A Compact Gas-Kinetic Scheme with Scalable Geometric Multigrid Acceleration for Steady-State Computation on 3D Unstructured Meshes

In this paper, we present an advanced high-order compact gas-kinetic scheme (CGKS) for 3D unstructured mixed-element meshes, augmented with a geometric multigrid technique to accelerate steady-state convergence. The scheme evolves cell-averaged flow variables and their gradients on the original mesh. Mesh coarsening employs a two-step parallel agglomeration algorithm using a random hash for cell interface selection and a geometric skewness metric for deletion confirmation, ensuring both efficiency and robustness. For the coarser meshes, first-order kinetic flux vector splitting (KFVS) schemes with explicit or implicit time-stepping are used. The proposed multigrid CGKS is tested across various flow regimes on hybrid unstructured meshes, demonstrating significant improvements.

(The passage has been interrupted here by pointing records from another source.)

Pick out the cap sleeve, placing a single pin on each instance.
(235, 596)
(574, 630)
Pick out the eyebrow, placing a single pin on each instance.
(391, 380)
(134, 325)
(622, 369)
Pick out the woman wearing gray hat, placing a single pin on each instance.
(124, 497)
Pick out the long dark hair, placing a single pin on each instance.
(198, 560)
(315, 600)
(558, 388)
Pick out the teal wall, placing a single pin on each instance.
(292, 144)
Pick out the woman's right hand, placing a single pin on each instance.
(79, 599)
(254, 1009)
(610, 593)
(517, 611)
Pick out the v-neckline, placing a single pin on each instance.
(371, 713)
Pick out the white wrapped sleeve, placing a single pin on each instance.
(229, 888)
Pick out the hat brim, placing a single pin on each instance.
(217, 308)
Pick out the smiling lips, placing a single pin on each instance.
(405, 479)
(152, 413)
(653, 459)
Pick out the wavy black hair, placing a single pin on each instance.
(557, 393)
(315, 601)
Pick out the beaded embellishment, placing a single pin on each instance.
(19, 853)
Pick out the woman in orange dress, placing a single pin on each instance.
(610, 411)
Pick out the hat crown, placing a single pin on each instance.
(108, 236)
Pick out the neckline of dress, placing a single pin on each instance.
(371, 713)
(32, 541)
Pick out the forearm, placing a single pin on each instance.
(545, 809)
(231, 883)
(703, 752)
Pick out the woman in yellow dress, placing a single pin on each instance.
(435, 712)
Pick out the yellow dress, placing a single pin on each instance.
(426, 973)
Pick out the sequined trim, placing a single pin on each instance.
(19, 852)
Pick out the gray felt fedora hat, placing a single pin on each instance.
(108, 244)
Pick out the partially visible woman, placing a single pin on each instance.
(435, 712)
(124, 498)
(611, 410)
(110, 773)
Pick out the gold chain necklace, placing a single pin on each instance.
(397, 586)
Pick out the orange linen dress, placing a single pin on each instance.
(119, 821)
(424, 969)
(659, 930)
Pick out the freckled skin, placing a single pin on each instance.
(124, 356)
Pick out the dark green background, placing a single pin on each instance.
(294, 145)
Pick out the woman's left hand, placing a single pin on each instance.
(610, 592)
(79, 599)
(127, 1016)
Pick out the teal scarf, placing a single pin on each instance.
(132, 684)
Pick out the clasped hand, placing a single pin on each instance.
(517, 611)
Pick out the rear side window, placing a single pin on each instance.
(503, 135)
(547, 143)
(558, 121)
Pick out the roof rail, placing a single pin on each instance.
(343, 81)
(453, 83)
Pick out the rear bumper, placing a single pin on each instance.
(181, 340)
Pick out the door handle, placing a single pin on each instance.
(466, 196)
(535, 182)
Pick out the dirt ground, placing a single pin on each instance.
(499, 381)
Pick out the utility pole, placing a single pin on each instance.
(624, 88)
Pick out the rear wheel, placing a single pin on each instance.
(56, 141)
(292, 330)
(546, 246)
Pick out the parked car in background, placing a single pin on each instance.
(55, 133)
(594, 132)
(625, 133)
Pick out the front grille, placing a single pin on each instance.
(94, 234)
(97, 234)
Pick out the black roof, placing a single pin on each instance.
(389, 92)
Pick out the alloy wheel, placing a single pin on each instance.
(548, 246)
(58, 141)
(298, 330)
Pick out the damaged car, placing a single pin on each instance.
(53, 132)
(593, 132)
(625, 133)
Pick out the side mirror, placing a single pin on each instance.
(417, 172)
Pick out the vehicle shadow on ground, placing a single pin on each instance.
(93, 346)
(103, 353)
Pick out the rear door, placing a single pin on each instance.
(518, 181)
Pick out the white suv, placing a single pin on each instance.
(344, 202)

A three-layer V-cycle multigrid strategy, coupled with an explicit forward Euler method on coarser levels, results in a convergence rate up to ten times faster than standard CGKS. In contrast, the implicit lower-upper symmetric Gauss-Seidel (LU-SGS) method offers limited convergence acceleration. Our findings indicate that the explicit multigrid CGKS is highly scalable and effective for large-scale computations, marking a substantial step forward in computational fluid dynamics.